# Tapatalk not working



## martint235 (1 Sep 2013)

At the moment, Tapatalk is staying at the logging in to Cyclechat phase on Android. I'm using the latest version of Tapatalk, any ideas? Thanks.


----------



## potsy (1 Sep 2013)

Keep up Martin, new upgrade has stopped it working for now


----------



## martint235 (1 Sep 2013)

potsy said:


> Keep up Martin, new upgrade has stopped it working for now


Oh sorry. Been sleeping.


----------



## shouldbeinbed (1 Sep 2013)

@martint235 @Shaun on the upside, the new forum now looks great and works really well in my mobile internet browser (safari on iphone4) without needing Tapatalk


----------



## Shaun (1 Sep 2013)

I'm currently out and about with the family but will try to get Tapatalk working tonight.


----------



## threebikesmcginty (1 Sep 2013)

Doesn't seem to work on a mobile in 'darker' mode, you have to use 'cyclechat' stylee.


----------



## Shaun (1 Sep 2013)

I need to review that style and possibly remake it; it's on the to-do list.


----------



## Mr Haematocrit (1 Sep 2013)

Upgrade is really good the forum renders better on mobile than tapatalk


----------



## martint235 (1 Sep 2013)

Shaun said:


> I'm currently out and about with the family but will try to get Tapatalk working tonight.

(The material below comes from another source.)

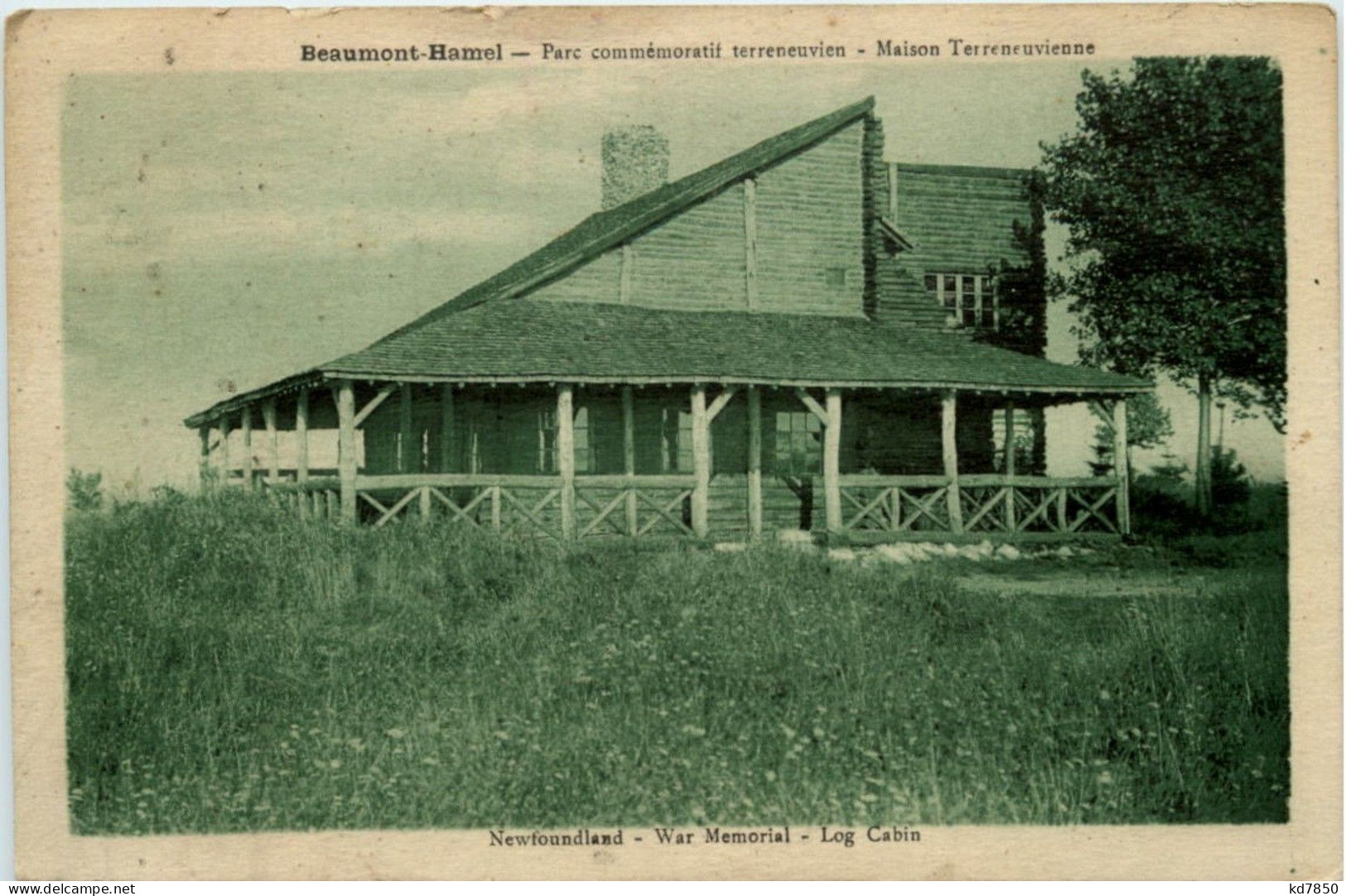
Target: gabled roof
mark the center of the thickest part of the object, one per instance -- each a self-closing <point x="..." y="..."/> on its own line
<point x="538" y="340"/>
<point x="610" y="228"/>
<point x="494" y="334"/>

No hurry Shaun. I thought it was a fault, I should pay more attention!


----------



## threebikesmcginty (1 Sep 2013)

martint235 said:


> No hurry Shaun. I thought it was a fault, I should pay more attention!



'more attention', some would be a start!


----------



## martint235 (1 Sep 2013)

threebikesmcginty said:


> 'more attention', some would be a start!


Who rattled your cage? At least I can claim tiredness from actually riding a bike!


----------



## threebikesmcginty (1 Sep 2013)

unlike


----------